Now it’s her favorite place to be, which is saying something. She’s also fond of skiing in the Alps, swimming in Lake Zurich, zipping around narrow streets on her new motorcycle, and also practicing yoga and meditation.

Her schedule flies by almost as fast, documented in hundreds of Instagram posts with hashtags that reflect her goals and motivational strategies. You’ll see her on a mountaintop, light bouncing off the snow (#kissedbythesun), sampling banquet fare (#tastingnotwasting) or relaxing with friends (#deepconversations).

She’ll tell you that getting comfortable, on stage or off, took more than 10 years of therapy, much of it centered on her early childhood. She is the biological daughter of an American soldier and a German woman, adopted by a German couple as a young child.

“My mother said to me she knew she was adopting a child with a broken heart,” Forgeron says. Being the only child of African-American descent growing up added to a sense of alienation, of not belonging.

A children’s choir led to opera, a role in Hansel and Gretel. Her voice and acting ability developed further at the Hanover University of Music, Drama and Media in Germany, followed by an unbroken string of operatic roles since. Critics have praised her coloring and subtle shadings, her “mesmerizing sensuality” and ability to convey emotional depths through singing.

“Music is my healing language,” she says. “Because when I sing about pain and loss, or joy and ecstasy — what opera is full of, because this is what life is full of — people start crying in the audience because they are moved by the connection to their own emotions being reflected in the music.”

Abandonment didn’t bring her that power, but facing it did.

While she never met her biological father, at 18, Forgeron located her birth mother in Atlanta. But her visit did not go as she had hoped. The only history they shared had left both with painful memories. Rather than the reunion she had envisioned, Forgeron says, “It was the realization of life.”

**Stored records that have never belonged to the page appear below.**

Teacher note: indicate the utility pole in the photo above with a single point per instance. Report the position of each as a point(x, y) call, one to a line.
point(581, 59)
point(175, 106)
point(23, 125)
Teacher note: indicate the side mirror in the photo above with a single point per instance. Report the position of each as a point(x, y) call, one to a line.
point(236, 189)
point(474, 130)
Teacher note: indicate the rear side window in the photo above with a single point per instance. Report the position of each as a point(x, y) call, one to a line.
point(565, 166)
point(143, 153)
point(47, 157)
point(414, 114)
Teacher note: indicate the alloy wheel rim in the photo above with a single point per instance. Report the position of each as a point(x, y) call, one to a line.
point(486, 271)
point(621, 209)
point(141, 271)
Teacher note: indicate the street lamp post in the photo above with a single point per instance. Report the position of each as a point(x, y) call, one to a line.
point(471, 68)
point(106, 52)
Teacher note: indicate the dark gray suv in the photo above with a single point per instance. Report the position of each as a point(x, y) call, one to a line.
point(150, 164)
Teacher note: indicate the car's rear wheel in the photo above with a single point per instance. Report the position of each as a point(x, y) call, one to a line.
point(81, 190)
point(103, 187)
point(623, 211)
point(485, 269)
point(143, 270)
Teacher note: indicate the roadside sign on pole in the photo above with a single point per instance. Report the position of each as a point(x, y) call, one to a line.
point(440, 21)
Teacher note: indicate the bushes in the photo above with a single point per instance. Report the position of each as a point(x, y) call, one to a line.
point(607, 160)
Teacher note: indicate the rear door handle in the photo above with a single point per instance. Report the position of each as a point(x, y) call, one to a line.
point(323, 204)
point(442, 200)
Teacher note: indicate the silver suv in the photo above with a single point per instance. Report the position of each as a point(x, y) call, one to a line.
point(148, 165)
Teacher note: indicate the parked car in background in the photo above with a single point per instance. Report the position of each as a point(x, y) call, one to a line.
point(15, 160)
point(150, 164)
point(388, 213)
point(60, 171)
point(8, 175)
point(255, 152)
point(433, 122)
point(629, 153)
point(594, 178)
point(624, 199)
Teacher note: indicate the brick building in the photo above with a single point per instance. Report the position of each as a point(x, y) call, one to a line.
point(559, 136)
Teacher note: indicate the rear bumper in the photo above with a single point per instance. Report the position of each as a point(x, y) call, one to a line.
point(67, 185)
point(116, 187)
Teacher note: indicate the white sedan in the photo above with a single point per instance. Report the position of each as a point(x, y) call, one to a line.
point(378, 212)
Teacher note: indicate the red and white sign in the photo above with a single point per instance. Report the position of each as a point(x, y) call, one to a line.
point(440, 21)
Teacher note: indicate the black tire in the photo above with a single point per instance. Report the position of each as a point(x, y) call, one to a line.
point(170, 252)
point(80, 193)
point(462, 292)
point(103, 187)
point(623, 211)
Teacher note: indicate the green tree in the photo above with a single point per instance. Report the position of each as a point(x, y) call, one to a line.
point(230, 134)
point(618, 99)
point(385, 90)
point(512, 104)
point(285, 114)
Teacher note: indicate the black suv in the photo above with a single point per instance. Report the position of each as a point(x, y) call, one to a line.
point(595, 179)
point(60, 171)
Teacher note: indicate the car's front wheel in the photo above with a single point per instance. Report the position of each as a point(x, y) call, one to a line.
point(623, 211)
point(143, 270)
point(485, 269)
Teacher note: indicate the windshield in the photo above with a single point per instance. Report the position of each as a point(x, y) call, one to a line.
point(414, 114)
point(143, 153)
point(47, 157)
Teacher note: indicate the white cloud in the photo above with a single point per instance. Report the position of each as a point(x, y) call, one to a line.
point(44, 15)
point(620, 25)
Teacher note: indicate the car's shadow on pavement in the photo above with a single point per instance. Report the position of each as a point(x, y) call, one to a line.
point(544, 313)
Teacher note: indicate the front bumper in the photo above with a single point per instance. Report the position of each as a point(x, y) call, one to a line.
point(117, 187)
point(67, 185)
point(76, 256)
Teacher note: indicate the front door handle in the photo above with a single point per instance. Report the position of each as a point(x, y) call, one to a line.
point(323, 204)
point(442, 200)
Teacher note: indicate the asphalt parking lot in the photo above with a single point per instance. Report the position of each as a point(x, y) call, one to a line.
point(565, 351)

Her own realizations followed: That her lack of a stable foundation was not her fault. That she could own the present moment.

“Claiming your own space,” her therapist called it.

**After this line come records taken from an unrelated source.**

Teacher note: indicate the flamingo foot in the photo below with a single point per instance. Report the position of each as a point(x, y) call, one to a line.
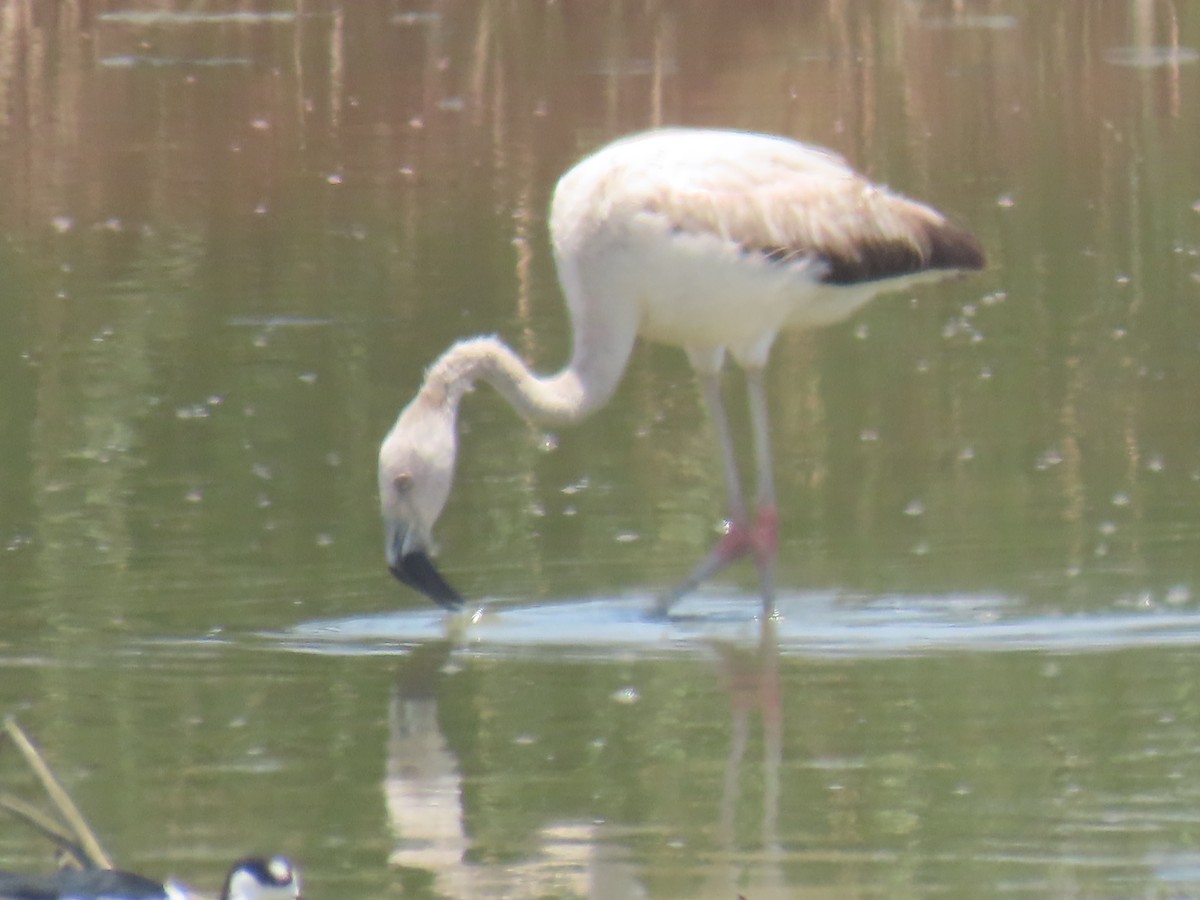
point(759, 540)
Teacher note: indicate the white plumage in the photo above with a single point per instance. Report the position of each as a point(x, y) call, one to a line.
point(709, 240)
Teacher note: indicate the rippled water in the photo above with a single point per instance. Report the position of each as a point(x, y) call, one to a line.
point(232, 240)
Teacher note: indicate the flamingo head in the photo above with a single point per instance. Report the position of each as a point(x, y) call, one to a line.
point(415, 474)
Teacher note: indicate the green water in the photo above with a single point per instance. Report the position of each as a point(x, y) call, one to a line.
point(232, 237)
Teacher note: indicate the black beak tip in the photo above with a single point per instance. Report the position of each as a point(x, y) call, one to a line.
point(418, 571)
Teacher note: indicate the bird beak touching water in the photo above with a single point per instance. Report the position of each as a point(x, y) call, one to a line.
point(417, 570)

“I got comfortable with me, my story, and accepted that it shaped me a lot,” she says. “And this is okay because it’s a really strong and heavy story. But how it turned out is quite good.”

Claiming space meant embracing her voice, which allowed it to blossom. “When you open your throat for singing, you open everything. There’s no protection. I had the time to realize that I don’t need protection because I’m already protected. Nothing is going to happen. And I also needed the time to stand on a stage and feel comfortable. Not looking for the exits. Just singing.”

Away from performing, Forgeron tries to get the most out of her surroundings in Zurich, Switzerland, where she is married and shares a home with four dogs. Days start early, as soon as her three black Labrador retrievers (Flame, Xeno and Daiki) and one yellow Lab (Elliot) decide to wake them up. Greeting each day is one of Forgeron’s favorite inspirational hashtags (#riseandshine).

“There was so much pain about everything,” she says. “‘Rise and shine’ means, ‘Never stop believing in your feelings and in your dreams.’ You can never stop until you reach the point you want to reach.”

Another one, #teaching, refers to the choir she coaches, open to all ages but mostly young adolescents. Between rehearsing songs for a Disney concert a few weeks away, Forgeron makes sure they spend time talking about life and its pressures.

“The message is that you are okay the way you are,” she says. “That is my mantra for the kids.”

By joining Athlone Artists, Forgeron feels she could be getting closer to one of her own dreams (#stepbystep), expanding her career into the United States.

“Five years ago I was not speaking English because I did not accept this part of me that is obviously American. And now I am speaking, and now I can feel comfortable coming to America.”

Whenever she crosses the pond, Forgeron already knows what she wants to do first — buy multiple pairs of sneakers.

After that, we’re talking about the number one hashtag on her Instagram page, #lovemyjob, and a commitment not to back off from her dreams.

“I want to sing at the Metropolitan Opera,” she says. “And I will, maybe.”